As far as feeding newly hatched fry, most will do better on live BBS than golden pearls and decapsulated brine shrimp cysts, as some will die before they get the idea of eating something not alive. That is my experience, while others claim great success, and swear by them.
So, while live food isn't necessary, it should do no harm, and there are many forms which can be propogated at home where you can be assured they are safe, such as red worms, white worms, grindal worms, microworms, and daphnia. Whether you want to bother is another issue.

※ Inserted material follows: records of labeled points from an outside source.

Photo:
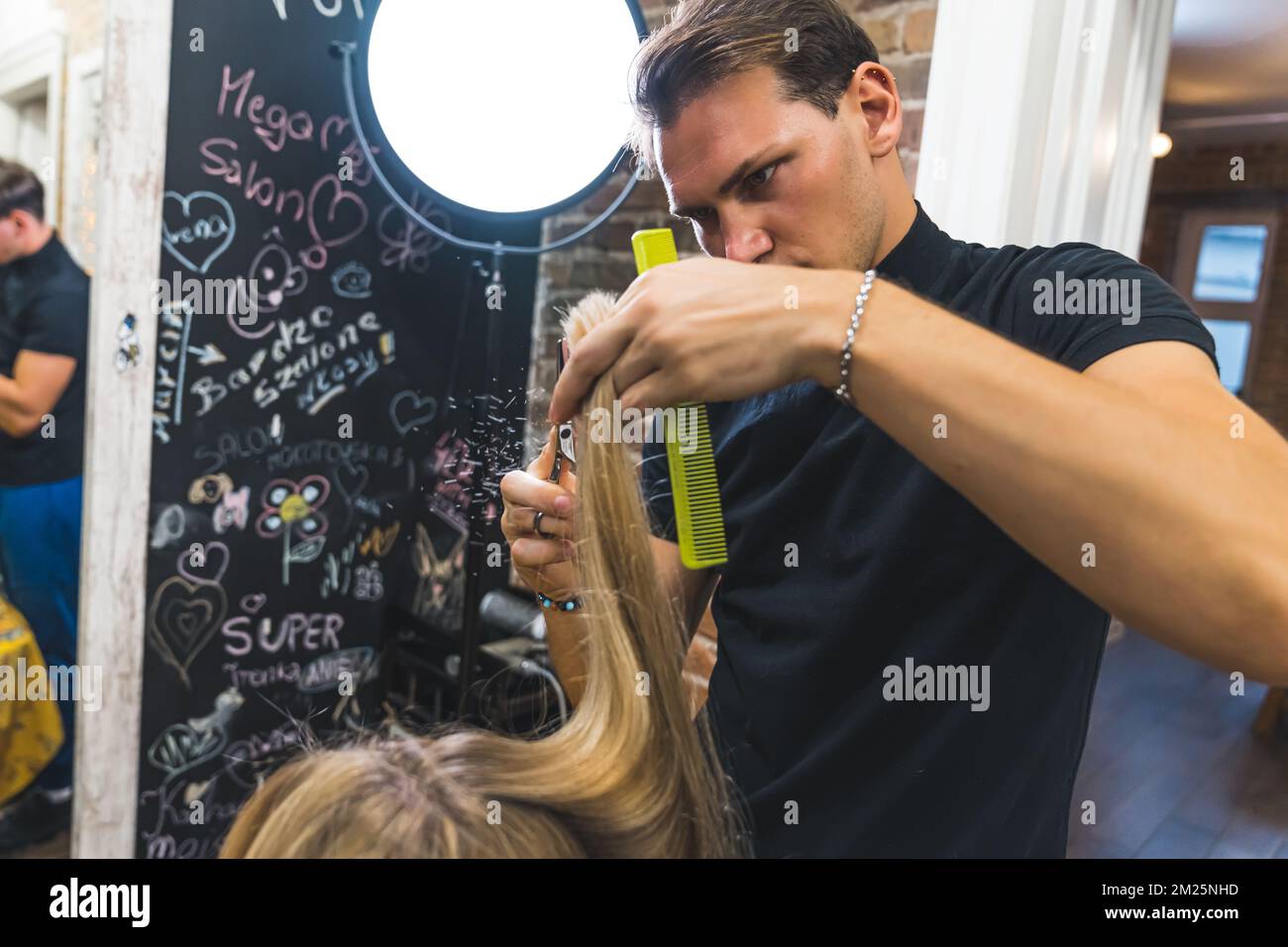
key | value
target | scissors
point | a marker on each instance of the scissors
(566, 450)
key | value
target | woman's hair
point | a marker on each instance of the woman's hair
(630, 775)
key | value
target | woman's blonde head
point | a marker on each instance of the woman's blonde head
(630, 775)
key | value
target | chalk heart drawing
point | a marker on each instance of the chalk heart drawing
(196, 228)
(408, 410)
(351, 482)
(211, 569)
(181, 620)
(253, 603)
(330, 222)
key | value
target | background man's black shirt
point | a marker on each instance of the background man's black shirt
(897, 565)
(44, 307)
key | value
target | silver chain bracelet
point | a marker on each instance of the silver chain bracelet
(842, 390)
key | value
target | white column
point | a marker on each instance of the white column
(1039, 118)
(119, 424)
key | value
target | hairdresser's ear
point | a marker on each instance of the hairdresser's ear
(872, 99)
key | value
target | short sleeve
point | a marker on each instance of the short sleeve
(1086, 302)
(55, 322)
(656, 484)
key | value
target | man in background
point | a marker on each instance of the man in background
(44, 322)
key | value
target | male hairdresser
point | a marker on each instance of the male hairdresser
(44, 320)
(934, 493)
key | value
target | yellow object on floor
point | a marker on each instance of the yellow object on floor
(31, 731)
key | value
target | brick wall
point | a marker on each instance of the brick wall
(1198, 175)
(902, 31)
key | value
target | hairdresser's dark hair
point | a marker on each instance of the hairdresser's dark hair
(706, 42)
(21, 189)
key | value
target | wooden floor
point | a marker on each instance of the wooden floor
(1173, 767)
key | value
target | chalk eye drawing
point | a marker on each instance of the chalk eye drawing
(352, 281)
(292, 510)
(408, 411)
(181, 746)
(181, 618)
(196, 228)
(209, 488)
(232, 512)
(406, 243)
(254, 602)
(274, 277)
(168, 526)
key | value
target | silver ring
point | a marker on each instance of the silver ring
(536, 526)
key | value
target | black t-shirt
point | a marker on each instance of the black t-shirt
(44, 307)
(896, 570)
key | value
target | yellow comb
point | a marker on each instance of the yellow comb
(695, 488)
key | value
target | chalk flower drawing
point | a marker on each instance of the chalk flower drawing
(291, 509)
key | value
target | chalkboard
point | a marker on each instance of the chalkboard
(313, 459)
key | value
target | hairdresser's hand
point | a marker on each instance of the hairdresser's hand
(545, 565)
(709, 329)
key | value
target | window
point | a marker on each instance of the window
(1224, 261)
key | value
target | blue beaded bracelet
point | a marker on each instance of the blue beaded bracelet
(546, 602)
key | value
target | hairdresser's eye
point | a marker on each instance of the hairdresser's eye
(763, 176)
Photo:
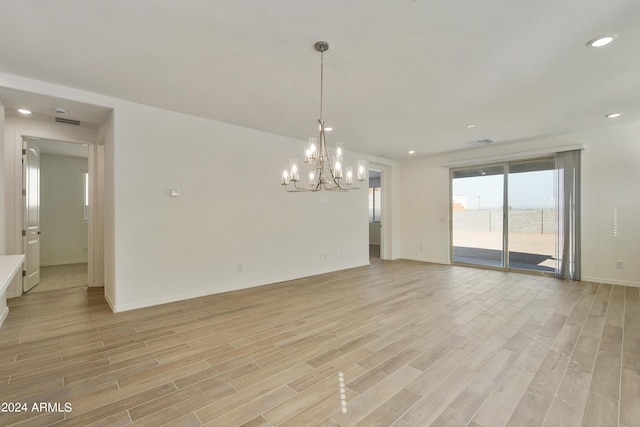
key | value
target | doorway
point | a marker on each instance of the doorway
(56, 209)
(375, 215)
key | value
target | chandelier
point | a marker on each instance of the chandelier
(325, 173)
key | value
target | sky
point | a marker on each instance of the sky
(527, 190)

Just wanted to say this is a great post, and I understand completely where you are coming from. Raising fry is a prime example where live foods are far superior to processed. Sure, a pellet or flake could have the perfect balance of everything in it, but since when is anything perfectly balanced? I don't even know a single person who eats a perfectly balanced diet, yet we are supposed to force our fish to? Fish probably don't care about a varied diet, but their behavior when eating various foods sure shows that they act differently given different food choices.

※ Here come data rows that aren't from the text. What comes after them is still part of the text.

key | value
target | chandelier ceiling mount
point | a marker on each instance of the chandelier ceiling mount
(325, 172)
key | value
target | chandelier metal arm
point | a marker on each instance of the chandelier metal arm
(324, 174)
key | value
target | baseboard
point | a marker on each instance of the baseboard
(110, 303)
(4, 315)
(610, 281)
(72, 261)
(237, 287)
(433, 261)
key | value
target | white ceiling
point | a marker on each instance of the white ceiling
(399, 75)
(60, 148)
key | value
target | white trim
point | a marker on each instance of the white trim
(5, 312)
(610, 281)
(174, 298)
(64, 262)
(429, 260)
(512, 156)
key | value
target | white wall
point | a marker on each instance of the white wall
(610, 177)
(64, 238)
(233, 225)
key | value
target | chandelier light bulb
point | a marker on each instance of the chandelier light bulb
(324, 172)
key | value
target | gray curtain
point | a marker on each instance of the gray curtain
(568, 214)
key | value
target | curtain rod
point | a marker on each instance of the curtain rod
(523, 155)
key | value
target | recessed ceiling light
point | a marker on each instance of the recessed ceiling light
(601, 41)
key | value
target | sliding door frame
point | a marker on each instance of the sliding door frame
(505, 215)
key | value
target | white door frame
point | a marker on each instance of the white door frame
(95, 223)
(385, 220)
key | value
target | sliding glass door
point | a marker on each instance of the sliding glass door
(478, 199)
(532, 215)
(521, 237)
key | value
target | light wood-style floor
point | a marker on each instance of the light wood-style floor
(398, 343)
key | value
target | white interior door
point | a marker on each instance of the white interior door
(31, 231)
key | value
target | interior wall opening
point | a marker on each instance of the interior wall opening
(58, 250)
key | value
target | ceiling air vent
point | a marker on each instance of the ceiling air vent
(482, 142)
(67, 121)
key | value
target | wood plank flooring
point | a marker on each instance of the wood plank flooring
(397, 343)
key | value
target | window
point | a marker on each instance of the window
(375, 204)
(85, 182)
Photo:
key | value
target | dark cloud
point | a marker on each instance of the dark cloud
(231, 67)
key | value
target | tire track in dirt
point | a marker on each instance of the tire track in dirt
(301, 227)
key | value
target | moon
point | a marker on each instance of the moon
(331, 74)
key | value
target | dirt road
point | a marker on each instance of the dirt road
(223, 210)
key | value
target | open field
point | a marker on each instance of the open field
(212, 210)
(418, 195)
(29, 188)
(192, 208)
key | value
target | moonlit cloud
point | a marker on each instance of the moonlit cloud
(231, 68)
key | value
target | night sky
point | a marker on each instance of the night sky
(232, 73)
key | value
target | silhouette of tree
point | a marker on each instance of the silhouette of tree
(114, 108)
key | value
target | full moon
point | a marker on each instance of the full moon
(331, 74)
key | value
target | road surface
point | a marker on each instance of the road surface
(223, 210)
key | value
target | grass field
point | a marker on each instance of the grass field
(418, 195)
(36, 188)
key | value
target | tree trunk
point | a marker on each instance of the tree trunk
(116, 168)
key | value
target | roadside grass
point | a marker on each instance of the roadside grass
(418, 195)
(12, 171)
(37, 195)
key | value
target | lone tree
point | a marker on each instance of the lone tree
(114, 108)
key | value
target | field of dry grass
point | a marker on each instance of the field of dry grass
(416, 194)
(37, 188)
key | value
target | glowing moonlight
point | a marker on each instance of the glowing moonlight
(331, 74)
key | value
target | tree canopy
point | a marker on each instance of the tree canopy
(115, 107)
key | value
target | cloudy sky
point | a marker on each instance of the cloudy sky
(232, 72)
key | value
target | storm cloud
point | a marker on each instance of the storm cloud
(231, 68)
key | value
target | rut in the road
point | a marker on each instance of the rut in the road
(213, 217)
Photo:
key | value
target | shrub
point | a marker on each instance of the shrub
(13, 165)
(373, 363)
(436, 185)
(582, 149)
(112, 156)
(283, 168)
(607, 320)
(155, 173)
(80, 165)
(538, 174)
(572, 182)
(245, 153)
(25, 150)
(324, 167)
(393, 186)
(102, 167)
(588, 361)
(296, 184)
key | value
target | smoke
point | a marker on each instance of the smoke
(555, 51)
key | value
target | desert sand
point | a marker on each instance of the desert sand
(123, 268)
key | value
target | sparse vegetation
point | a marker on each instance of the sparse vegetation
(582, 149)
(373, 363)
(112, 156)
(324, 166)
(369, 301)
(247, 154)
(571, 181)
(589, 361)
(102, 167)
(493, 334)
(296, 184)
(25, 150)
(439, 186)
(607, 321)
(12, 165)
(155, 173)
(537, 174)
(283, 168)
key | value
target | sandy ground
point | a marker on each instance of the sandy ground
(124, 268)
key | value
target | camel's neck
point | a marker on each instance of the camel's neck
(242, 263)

Don't get me wrong, I'm all for high quality staple foods, but I also incorporate live/thawed food as well, and enhanced breeding activity as well as getting some finicky/WC fish to get their appetite going again are just a few of the examples of why I choose to include them.
 
Using them as needed is one thing, but as out foods get better and better, our need for live (and frozen) foods decreases. If there was an ideal food for people, I would love to have it. I am not saying that I would stick to it 100%, but I would know it was healthy. But comparing our diet to that of fish is flawed at best. We have become accustomed to the most varied diet this planet has ever seen. Comparing that to fish is inaccurate. Their nutrition should be our highest priority. Kids may want a variety of junk food for dinner every night, but that is not what I am going to feed them. They need proper nutrition.

NLS has proven to be the most well balanced and complete diet when captive bred mandarins are raised on it exclusively, a variety of marine fish with a variety of natural diets thrive on it exclusively for over a decade, and on and on. It has achieved things that even the most varied, 'natural', etc. diets haven't.
 
I've been reading up on live foods for my small community freshwater tank - glowlight and neon tetras essentially. Everywhere says how good it is to feed them daphnia, bloodworms, blood shrimps etc, but every website also adds the warning that they can introduce disease. I'm in the process of quarantining some neons and would be really annoyed if disease gets in anyway.

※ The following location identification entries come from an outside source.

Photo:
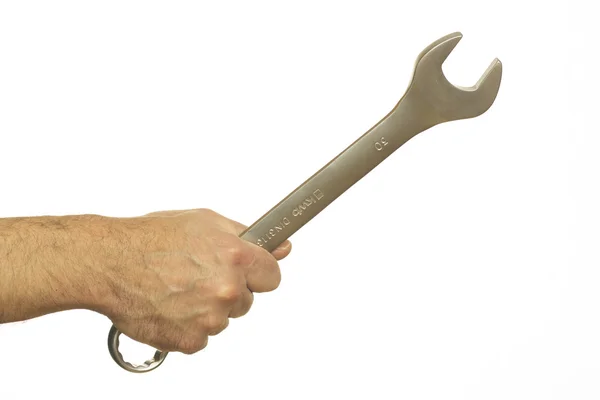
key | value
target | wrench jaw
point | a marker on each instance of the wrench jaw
(441, 101)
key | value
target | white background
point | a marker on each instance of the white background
(466, 266)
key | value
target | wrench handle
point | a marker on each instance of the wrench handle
(331, 181)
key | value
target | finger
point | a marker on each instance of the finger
(262, 274)
(166, 213)
(243, 305)
(216, 325)
(282, 251)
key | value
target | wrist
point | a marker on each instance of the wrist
(50, 264)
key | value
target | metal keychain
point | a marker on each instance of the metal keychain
(429, 100)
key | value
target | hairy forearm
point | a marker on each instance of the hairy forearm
(50, 264)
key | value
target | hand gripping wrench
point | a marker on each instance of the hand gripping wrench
(429, 100)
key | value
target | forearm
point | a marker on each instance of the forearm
(51, 264)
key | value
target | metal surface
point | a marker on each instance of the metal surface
(429, 100)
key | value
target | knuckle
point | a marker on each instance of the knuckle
(229, 292)
(193, 345)
(239, 255)
(216, 325)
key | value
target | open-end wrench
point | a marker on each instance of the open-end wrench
(429, 100)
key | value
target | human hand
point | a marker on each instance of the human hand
(182, 275)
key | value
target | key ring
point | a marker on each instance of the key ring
(148, 365)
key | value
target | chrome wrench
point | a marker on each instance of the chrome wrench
(429, 100)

The point of this is how much of a risk is it really. Does anyone have any experience of disease getting in this way?
I have been buying prepackaged food from a large chain in the UK and would be surprised if they hadn't mastered sterile cultivation, but also bought from an independent shop and I think they bred and packaged in-house.
Any thoughts?
I would recommend culturing your own at home instead of buying from the shop, to be on the safe side.